A Net-Zero Energy house is referred to as a house that produces as much energy as it uses from the grid by utilizing renewable energy sources. Many countries around the world have started to adopt this kind of a technology so as to improve energy efficiency in the residential houses. For a building or a house to be considered as zero energy there have to be no emissions of carbon from the processes that are taking place inside the building (Alhorr, Eliskandarani, & Elsarrag, 2014). Carbon emission nowadays is always be considered as a threat to the environment and therefore every precaution should be taken to ensure that carbon emission to the environment is minimized.

This paper mainly focuses on the upgrade of a house that is not zero-energy into a redesigned house that fulfills the requirements of a Net zero energy home and to achieve this serious consideration should be given to the materials, water consumption and using on-site renewable energy wastes. Therefore while designing a net zero carbon emission house the whole life cycle should focus on the environment to ensure that little or no carbon is emitted.

For the purposes of achieving a Net Zero building, the focus should be directed to the selection of building materials. The materials may include cement, building blocks, steel and many others. The materials delivered to the construction site should be checked for carbon emissions. This should be done both in the production areas and during the delivery of the materials at the construction site (Giesekam, Barrett, & Taylor, 2015). The designer of the building should select only the materials that have got little or no emissions of carbon. The materials selected should also be checked whether they can be recycled. The materials should not have a negative impact on human health.

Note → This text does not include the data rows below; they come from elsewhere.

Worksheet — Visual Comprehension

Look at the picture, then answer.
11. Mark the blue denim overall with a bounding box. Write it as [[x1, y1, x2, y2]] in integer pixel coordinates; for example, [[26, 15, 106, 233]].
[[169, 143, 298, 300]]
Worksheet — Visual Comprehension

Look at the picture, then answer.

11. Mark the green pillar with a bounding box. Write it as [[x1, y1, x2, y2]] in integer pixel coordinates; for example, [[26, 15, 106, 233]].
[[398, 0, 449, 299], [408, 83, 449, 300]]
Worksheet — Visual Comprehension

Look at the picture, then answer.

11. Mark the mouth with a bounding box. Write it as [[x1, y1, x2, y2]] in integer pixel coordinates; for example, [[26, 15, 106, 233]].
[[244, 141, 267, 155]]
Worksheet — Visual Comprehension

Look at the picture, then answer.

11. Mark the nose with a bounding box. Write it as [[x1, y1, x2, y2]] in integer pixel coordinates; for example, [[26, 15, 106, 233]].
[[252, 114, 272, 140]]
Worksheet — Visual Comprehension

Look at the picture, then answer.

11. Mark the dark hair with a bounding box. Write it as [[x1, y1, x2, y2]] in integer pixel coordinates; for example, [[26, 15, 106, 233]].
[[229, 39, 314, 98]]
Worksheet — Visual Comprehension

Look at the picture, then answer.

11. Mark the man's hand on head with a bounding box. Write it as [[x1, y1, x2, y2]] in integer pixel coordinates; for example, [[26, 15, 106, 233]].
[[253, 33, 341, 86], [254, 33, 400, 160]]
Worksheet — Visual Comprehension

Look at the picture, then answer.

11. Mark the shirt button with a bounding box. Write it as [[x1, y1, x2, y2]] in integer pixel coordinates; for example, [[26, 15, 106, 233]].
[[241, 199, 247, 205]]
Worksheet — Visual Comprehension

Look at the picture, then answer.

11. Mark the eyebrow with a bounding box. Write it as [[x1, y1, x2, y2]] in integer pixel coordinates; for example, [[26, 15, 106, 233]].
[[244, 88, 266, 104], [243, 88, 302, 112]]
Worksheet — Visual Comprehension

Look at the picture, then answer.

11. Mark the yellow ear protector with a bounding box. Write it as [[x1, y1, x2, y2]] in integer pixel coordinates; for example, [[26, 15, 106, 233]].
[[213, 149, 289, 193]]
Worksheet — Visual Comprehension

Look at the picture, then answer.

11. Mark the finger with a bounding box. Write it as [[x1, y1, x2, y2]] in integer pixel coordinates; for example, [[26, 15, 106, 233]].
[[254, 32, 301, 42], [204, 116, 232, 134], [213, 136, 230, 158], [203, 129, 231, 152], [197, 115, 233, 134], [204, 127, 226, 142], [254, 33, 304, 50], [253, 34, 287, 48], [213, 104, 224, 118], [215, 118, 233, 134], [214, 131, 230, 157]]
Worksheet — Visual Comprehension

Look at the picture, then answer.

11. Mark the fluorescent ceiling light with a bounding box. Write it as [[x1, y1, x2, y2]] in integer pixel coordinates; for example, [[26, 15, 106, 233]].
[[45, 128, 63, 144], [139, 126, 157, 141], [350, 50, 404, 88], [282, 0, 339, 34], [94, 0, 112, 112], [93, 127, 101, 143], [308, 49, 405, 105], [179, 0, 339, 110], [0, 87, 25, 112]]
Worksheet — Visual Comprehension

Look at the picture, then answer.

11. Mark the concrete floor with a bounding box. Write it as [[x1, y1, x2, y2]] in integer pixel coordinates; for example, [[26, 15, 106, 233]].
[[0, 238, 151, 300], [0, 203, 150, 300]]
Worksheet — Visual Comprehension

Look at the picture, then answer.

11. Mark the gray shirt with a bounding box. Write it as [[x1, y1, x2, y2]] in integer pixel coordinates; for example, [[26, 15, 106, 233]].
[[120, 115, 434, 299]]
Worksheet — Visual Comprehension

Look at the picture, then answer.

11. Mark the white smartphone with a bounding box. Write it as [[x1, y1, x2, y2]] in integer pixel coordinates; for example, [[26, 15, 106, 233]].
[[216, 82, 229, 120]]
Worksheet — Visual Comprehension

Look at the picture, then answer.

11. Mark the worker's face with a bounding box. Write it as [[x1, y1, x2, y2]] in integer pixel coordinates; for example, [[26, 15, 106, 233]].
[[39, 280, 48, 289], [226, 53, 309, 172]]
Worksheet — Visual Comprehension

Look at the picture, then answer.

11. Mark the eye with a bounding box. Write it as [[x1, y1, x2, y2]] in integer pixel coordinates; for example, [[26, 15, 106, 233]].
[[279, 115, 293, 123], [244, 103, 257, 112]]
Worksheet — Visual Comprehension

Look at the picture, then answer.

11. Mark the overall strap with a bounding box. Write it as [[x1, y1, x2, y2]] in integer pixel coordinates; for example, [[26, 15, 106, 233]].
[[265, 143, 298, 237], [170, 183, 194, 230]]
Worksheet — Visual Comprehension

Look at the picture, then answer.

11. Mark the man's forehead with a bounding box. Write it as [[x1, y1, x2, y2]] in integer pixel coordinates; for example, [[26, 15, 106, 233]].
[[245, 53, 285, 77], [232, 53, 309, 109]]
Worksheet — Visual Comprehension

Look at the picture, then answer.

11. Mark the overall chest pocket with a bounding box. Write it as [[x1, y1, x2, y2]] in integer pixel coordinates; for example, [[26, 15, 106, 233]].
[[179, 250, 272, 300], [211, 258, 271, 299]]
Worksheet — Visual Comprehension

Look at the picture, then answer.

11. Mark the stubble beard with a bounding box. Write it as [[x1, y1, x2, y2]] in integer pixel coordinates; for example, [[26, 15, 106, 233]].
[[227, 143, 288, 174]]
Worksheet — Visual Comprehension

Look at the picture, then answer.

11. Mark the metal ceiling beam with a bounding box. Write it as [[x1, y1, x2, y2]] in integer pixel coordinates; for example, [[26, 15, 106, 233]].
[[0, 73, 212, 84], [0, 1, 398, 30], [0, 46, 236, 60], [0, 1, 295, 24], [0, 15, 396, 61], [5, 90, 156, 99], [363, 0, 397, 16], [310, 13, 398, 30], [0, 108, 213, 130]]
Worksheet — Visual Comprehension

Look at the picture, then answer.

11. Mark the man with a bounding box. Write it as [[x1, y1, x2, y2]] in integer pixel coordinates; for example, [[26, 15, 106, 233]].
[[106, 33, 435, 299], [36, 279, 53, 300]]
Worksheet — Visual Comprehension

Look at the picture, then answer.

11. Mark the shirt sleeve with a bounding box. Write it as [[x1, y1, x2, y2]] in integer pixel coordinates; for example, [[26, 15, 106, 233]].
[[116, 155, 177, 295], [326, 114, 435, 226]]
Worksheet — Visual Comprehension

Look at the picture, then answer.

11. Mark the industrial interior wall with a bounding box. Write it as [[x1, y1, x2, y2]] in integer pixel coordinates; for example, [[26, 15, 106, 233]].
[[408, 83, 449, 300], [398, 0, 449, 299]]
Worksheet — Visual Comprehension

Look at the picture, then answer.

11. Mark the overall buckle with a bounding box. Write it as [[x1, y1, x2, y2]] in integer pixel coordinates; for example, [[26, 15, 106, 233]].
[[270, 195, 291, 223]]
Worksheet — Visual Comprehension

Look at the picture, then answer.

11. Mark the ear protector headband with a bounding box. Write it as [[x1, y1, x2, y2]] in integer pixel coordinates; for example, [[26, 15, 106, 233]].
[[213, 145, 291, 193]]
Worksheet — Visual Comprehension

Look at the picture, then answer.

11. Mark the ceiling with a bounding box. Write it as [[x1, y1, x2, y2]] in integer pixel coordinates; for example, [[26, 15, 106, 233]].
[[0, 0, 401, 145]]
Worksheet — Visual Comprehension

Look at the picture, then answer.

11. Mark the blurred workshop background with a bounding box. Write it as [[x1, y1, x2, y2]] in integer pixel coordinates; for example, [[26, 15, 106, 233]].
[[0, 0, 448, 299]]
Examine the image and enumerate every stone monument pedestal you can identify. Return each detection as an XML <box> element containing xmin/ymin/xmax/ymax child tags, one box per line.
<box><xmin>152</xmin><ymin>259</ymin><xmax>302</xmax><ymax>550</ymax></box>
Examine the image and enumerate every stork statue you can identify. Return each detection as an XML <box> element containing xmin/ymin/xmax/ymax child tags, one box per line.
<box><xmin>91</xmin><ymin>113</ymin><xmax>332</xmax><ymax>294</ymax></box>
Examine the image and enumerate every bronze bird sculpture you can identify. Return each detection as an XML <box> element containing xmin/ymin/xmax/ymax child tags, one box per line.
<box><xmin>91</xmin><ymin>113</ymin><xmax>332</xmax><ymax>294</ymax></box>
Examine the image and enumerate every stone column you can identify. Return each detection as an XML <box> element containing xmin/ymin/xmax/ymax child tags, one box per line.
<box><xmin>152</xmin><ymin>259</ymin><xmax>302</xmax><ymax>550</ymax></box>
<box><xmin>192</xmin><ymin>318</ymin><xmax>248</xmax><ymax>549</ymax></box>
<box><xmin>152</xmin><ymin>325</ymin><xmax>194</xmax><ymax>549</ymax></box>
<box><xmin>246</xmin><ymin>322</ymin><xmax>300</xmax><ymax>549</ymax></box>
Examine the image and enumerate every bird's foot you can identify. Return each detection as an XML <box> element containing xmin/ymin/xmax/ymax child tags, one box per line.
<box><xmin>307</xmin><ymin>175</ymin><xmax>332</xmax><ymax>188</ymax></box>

There are several requirements that must be met when selecting the materials used for the construction of the net zero energy buildings. These requirements include;

1. The process of production should be as simple as possible because complex processes will eventually consume a lot of energy hence the carbon emission will be more.
2. Minimum waste of the materials during construction.
3. Mechanical properties for structural materials such as stiffness, strength in case there is a seismic action
4. The distance between the production site and the construction should be as minimum as possible to ensure there is less carbon emission.
5. The material should be recyclable and should be from a renewable source.

There are various materials that have been known to emit low carbon during their production. These include;

1. Timber or wood- Timber emits very low carbon and consumes low energy during its production. Timber is also light to handle and is comprised of several layers therefore making it more stable. Due to these factors, timber is ideal for constructing buildings that are Net zero energy (Brady, 2016).
2. Rock wool; This is an insulation product that is preferred because of its durability, thermal performance and fire protection. The rock wool is produced from mineral wool and contains fine fiber. It is produced from renewable rocks from volcanic and it saves a lot of energy. Changes in temperature and humidity do not affect the rock wool because it doesn’t corrode.
3. Aerated concrete- These are porous materials which are light in weight. Its light weight makes it resistant to high temperatures.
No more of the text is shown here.